Lees ook: Waar komen OVERGEWICHT en OBESITAS vandaan? OBESITY: onze kinderen eten teveel! Tv kijken veroorzaakt overgewicht en vermoeit de hersenen. Kan tv kijken ...Opgemerkt moet worden dat er niet één "obesitas-gen" is dat verantwoordelijk is voor de ontwikkeling van de obesitasziekte. Er wordt nu aangenomen dat er een verband bestaat tussen overgewicht en meer dan 100 genen.
Het FTO-gen is er slechts een van. Naast andere genen die het lichaamsgewicht beïnvloeden, wordt ook een belangrijke rol gespeeld door bijvoorbeeld het leptine-gen (LEP), dat belangrijk is bij de regulering van de eetlust, of het bèta-3-adrenerge receptor (ADRB3) -gen, dat betrokken is bij zowel thermogenese als lipolyseprocessen in vetweefsel. .
Daarom is het labelen van de FTO als het "zwaarlijvigheidsgen" een kortere weg. Het is ook de moeite waard om te weten dat de aanleg voor de ontwikkeling van obesitas een monogene basis kan hebben (d.w.z. dat er slechts één gen verantwoordelijk voor is), maar dat veel genen meestal de vorming ervan beïnvloeden.
Heeft u het overgewicht-gen? U hoeft niet aan te komen!
Veel factoren - metabolisch, omgevings-, psychologisch en genetisch - dragen bij aan de ontwikkeling van obesitas. Deze laatste bepalen echter uiteindelijk niet de ontwikkeling van deze ziekte. Omgevingsfactoren spelen een dominante rol in het proces van overmatige gewichtstoename, zoals onjuiste voeding, weinig lichaamsbeweging, medicatie voor andere ziekten en vele andere.
Het FTO-gen veroorzaakt op zichzelf geen overgewicht, maar verhoogt alleen het risico op overgewicht
Dit betekent dat mensen met het FTO-gen (en andere obesitasgenen) wel of niet aankomen.
Het hangt af van hun levensstijl, inclusief een goed dieet. Als ze kiezen voor een calorierijk dieet, kan het gen actief worden en leiden tot zwaarlijvigheid en leiden tot ziekten die complicaties zijn van obesitas, zoals diabetes type 2, metabool syndroom, hart- en vaatziekten of bepaalde kankers.
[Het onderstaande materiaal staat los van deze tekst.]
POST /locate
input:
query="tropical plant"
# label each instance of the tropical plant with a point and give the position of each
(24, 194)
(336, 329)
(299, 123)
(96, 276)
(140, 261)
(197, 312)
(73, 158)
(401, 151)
Dit werd levendig uitgelegd door Dr. David Heber van de Universiteit van Californië, Los Angeles, die zei dat "genen het geweer belasten, maar omgevingsfactoren zoals voeding de trekker overhalen."
BEKIJK >> Hoe leid je een gezonde levensstijl?
Het "obesitas-gen" verhoogt het risico om meer te ontwikkelen dan obesitas
Onderzoek toont aan dat het FTO-gen het risico op obesitas en meer verhoogt. Onderzoekers van de University of California in Los Angeles stellen dat de eigenaren ook een groter risico lopen op verlies van hersenweefsel met de leeftijd.
Het obesitas-gen kan worden opgespoord door een DNA-test uit te voeren.
Op hun beurt ontdekten Australische wetenschappers van het Garvan Institute of Medical Research in Sydney dat het FTO-gen met 82 procent is toegenomen. verhoogt het risico op een heupfractuur bij vrouwen ouder dan 60 jaar. Bovendien is aangetoond dat dit gen geassocieerd is met polycysteus ovariumsyndroom en vrouwelijke onvruchtbaarheid. Aan de andere kant toont onderzoek door Canadese wetenschappers van de McMaster University aan dat het hebben van dit gen bescherming kan bieden tegen een genetische aanleg voor depressie, wat verrassend is, aangezien algemeen wordt aangenomen dat zwaarlijvige mensen deze ziekte vaker zullen ontwikkelen door bijvoorbeeld discriminatie als gevolg van Jouw uiterlijk.
Bibliografie:
1. Kolačkov K., Łaczmański Ł., Bednarek-Tupikowska G., Invloed van FTO-genpolymorfismen op het risico op obesitas, "Endokrynologia, Obesity and Metabolism Disorders" 2010, vol. 6, nr. 2
2. Tercjak M., Łuczyński W., Wawrusiewicz-Kurylonek, N., Bossowski A., De rol van het FTO-genpolymorfisme in de pathogenese van obesitas, "Pediatric Endocrinology, Diabetes and Metabolism" 2010, 16, 2,
3. www.cordis.europa.eu/news/rcn/28659_en.html
Poradnikzdrowie.pl ondersteunt een veilige behandeling en een waardig leven van mensen die lijden aan obesitas.
Dit artikel bevat geen inhoud die mensen met obesitas discrimineert of stigmatiseert.